Amour sans humeur

par

Je me remettais à comprendre le football quand on m’a prouvé,
dans le infarctus-time, que je l’aimais. À nouveau.

Cavani m’a offert le souvenir dément de Jerem’ Clément contre Sainté, un jour d’avril 2008. J’ai à nouveau le goût de mon club dans la bouche et je pourrais en pleurer.
J’en aurais pleuré à l’époque déjà, mais comme beaucoup de riches, les millions d’aujourd’hui m’ont rendu impassible. Car oui je suis un emmerdeur, un vrai. Un peine-à-jouir qui voudrait vivre éternellement avec l’amour de sa vie la flamme des premiers instants, même après neuf, dix ou vingt ans. Je traite Paris par dessus la jambe depuis des mois, et Paris m’a puni en me privant de jouissance.

Ce soir Paris a changé. Paris m’a raconté un maillot et l’uruguayen m’a raconté la grinta à l’argentine tellement rare depuis que Javier est à l’infirmerie, Di Maria à l’asile d’aliénés, le coeur brisé avec les doigts ; et sur le thème du chagrin je préfère ne même pas aborder Pocho.
Paris m’honore à nouveau. Bien sûr, on s’ennuiera encore – gosses de riches que nous sommes tous. Mais je porterai jusqu’au printemps le souvenir rassurant d’un clasico joué entre hommes comme un vrai match de football plutôt que comme une partie de golf entre millionnaires sur un green exemplaire. Mention très spéciale au petit bâtard qui agite ses majeurs plus vite que Mbappé ses jambes tout en montrant à Neymar ce que Marseille n’avait, pour une fois, certainement pas à envier à Barcelone : un public, un vrai, un public d’enculés, bien sûr, mais des enculés pleins de panache.
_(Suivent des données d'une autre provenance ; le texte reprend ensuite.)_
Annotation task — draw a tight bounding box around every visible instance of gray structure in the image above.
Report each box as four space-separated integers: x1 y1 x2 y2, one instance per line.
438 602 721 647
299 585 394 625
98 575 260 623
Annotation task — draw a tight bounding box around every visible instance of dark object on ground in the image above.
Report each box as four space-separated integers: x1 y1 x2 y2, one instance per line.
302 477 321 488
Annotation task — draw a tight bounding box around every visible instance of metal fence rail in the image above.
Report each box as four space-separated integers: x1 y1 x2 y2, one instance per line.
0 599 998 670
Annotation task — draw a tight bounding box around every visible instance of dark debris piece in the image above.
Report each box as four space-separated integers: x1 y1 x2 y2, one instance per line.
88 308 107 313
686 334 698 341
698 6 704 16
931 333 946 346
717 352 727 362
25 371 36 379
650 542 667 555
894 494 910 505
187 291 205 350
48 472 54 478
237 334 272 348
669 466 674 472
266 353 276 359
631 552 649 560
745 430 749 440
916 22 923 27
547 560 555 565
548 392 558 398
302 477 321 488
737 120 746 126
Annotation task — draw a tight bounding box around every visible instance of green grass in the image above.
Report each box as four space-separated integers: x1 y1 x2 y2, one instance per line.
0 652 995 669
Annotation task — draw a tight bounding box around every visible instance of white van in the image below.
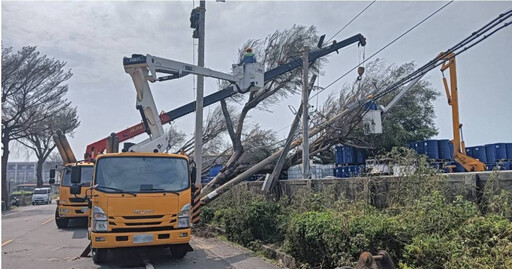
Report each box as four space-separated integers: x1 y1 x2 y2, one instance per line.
32 188 52 205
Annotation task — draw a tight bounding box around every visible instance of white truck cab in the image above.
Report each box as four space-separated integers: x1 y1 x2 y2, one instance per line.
32 188 52 205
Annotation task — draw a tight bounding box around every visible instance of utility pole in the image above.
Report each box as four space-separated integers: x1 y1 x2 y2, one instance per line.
301 46 309 179
195 0 206 185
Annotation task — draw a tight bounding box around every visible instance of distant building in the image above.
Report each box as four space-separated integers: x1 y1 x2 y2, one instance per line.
6 161 60 185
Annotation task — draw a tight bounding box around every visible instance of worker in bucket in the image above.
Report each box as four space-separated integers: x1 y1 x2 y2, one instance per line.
241 48 256 64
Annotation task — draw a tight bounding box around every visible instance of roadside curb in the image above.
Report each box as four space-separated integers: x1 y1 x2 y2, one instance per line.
200 224 300 269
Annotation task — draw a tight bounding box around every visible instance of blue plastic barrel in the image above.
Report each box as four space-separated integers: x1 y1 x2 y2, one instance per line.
494 143 507 160
424 140 439 159
485 144 497 164
348 165 361 177
356 148 366 164
506 143 512 159
465 147 474 157
438 139 452 160
335 167 349 178
335 167 341 177
335 150 343 164
413 141 425 154
472 146 487 163
407 142 415 149
342 166 350 178
343 145 356 164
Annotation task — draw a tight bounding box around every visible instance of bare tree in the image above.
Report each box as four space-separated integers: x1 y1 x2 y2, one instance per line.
167 123 186 153
18 106 80 187
2 46 72 204
209 25 322 186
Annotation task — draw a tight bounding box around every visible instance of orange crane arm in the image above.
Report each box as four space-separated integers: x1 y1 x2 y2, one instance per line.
439 52 486 172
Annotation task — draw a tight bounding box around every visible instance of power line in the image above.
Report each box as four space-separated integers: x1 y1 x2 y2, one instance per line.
373 9 512 101
326 1 377 44
311 0 454 101
274 7 511 141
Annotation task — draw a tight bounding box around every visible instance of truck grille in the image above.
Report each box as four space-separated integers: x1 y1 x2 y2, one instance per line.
122 215 166 220
108 214 177 233
111 226 176 233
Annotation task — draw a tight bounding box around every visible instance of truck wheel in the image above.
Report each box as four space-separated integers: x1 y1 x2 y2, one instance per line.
170 244 188 259
55 208 69 229
92 248 108 264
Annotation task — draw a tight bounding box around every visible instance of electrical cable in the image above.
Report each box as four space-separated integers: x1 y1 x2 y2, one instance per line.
310 0 454 101
274 8 511 141
372 10 512 101
326 1 377 44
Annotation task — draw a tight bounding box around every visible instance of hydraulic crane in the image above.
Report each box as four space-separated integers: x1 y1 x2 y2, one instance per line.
50 130 94 228
121 54 264 153
439 52 486 172
79 42 296 263
84 34 367 159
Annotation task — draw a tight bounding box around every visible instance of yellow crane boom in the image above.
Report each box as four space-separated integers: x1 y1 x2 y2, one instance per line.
439 52 486 172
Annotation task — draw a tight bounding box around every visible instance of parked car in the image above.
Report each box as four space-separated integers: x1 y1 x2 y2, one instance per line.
32 188 52 205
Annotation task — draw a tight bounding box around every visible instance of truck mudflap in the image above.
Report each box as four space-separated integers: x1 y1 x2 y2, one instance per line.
185 243 194 252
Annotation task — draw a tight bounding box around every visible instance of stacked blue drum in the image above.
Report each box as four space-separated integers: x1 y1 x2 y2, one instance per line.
408 139 454 160
334 145 366 178
409 139 512 172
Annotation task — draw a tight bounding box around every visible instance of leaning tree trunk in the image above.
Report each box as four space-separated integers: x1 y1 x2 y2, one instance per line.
2 130 10 209
36 159 44 188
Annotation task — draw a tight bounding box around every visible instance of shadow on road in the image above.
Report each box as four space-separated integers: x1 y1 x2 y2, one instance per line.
80 244 257 268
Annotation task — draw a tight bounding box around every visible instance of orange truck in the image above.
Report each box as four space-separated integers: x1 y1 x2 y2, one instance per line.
51 130 94 228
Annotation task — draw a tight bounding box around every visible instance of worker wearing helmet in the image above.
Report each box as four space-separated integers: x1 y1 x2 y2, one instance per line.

Curieusement, un feu d’artifice crépite près de la tour Effeil, ce soir. il est minuit passé d’une minute et je me demanderais presque si Paris fêterait Paris. Si seulement j’étais romantique.
Je constate que l’amour de ma vie sait encore me surprendre. Combien de fois ai-je balancé des bouteilles de rage mal contenue à travers chez-moi ? Combien de fois ai-je haï la sécheresse des maillots parisiens ? Pour rester dans la sueur, Cavani m’a fait plus vibrer en une fois ce soir qu’en les cent quarante et quelques autres fois précédentes.
J’ai même guéri de Neymar grâce à Cavani, ô divine ironie des coups de pied arrêtés. Junior a non seulement goûté à sa propre méthode – les marseillais n’ont rien à lui envier de ses talents de comédien – mais a aussi montré qu’il avait la rage, la bonne. Il a choisi son match, comme tous les brésiliens du PSG qui attendent Marseille pour nous montrer qu’ils nous aiment, comme Vainsyl Armand avant lui – souvenir de Fiorèse, les pieds dans les genoux plutôt que les cheveux sur la joue mais tout de même. Neymar a su briller par l’esprit plutôt que par les pieds, il a montré qu’il commençait à comprendre le vrai football, celui qui répond aux tribunes plutôt qu’aux journalistes. N’en jetté-je plus, je perds mon français et ma haine grâce à l’OM. L’ennui fait place nette.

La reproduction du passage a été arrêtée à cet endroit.